The location of interviews can significantly impact the construction and deconstruction of meaning (Herzog, 2012). Parents were consulted as to the most suitable location for their child. Although it is generally considered unconventional to grant participants a choice of location for the interview (Herzog, 2012), this procedure is common within the autism literature (Brewin, Renwick, & Fudge Schormans, 2008; Dillon & Underwood, 2012; Fox et al., 2017) and may have resulted in participants feeling more at ease, leading to more honest responses (Creswell & Poth, 2018). Interviewing children at school was considered more advantageous by the researcher because it is a context in which unfamiliar adults are normative (Beresford, Tozer, Rabiee, & Soper, 2004), however five children were interviewed at home. With regard to interviews with parents, seven took place in participants’ homes, six at their
child’s school, and one in a public space, on the request of the participant. All practitioners were interviewed in school, not only for logistic reasons but also because, despite possible distractions of their daily surroundings (Gillham, 2000), respondents were likely to speak more readily in the context being explored.

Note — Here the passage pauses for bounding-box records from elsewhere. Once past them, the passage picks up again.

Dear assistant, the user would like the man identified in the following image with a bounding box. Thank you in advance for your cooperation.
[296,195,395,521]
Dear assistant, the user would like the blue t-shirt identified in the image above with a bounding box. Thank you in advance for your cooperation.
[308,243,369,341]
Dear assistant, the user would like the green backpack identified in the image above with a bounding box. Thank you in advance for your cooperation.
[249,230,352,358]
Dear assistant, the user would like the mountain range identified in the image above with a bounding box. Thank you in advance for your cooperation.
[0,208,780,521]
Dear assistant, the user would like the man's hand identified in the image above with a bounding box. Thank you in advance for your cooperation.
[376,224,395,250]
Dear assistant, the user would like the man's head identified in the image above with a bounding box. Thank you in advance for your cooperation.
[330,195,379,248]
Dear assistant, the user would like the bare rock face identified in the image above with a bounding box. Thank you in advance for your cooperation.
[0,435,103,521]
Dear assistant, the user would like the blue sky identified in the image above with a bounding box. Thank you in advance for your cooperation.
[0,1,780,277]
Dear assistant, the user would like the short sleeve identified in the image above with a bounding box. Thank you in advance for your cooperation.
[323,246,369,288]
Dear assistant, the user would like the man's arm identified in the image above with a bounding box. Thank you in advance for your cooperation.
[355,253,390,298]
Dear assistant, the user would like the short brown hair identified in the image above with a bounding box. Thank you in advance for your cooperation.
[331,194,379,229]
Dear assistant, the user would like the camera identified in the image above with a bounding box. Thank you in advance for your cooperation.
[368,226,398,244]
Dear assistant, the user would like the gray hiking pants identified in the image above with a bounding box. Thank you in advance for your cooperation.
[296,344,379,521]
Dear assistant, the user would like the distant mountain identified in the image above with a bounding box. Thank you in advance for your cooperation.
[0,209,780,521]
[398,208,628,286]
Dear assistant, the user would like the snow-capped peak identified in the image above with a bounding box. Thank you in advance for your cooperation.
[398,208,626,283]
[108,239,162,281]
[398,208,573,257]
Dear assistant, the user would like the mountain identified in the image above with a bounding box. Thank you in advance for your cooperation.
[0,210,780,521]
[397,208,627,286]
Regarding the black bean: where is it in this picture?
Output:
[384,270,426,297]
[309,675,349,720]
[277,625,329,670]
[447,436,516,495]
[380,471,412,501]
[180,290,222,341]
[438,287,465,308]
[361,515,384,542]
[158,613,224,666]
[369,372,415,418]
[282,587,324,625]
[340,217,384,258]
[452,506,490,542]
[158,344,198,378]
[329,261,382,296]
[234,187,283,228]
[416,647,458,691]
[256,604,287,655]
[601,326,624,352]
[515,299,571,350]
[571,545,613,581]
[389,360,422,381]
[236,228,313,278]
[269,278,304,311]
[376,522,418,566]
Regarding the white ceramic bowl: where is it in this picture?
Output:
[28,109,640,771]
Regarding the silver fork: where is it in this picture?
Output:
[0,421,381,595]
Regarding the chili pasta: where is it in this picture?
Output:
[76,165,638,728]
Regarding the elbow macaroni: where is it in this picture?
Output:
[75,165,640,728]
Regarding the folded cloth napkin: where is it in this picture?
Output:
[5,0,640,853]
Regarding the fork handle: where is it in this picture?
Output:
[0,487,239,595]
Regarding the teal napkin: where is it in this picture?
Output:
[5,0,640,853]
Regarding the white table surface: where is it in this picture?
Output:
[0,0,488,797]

As for interview length, previous studies in the autism and EAL literatures vary widely; interviews with children range from 8-19 minutes (Makin, Hill, & Pellicano, 2017) to 45- 75 minutes (Poon et al., 2014), while interviews with parents vary from 17–46 minutes (McNerney et al., 2015) to up to 2 hours (Brewin et al., 2008). The reasons for such a fluctuation include possible developmental challenges faced by children on the autism spectrum and potential linguistic barriers for both children and parents with EAL. Interview lengths with school staff in existing literature are more consistent, lasting between 30 and 40 minutes on average (Anderson et al., 2016; Lindsay et al., 2013; Liu & Evans, 2016; Makin et al., 2017). In the current research, interviews with children lasted between 7 minutes 55 seconds and 23 minutes 14 seconds (average = 16 minutes 20 seconds). Interviews with adult participants were longer as they tended to give more detailed responses than child participants. Interviews with practitioners lasted between 9 minutes 13 seconds and 39 minutes 40 seconds (average = 25 minutes 3 seconds), while interviews with parents lasted between 12 minutes 58 seconds and 46 minutes 4 seconds (average = 29 minutes 2 seconds).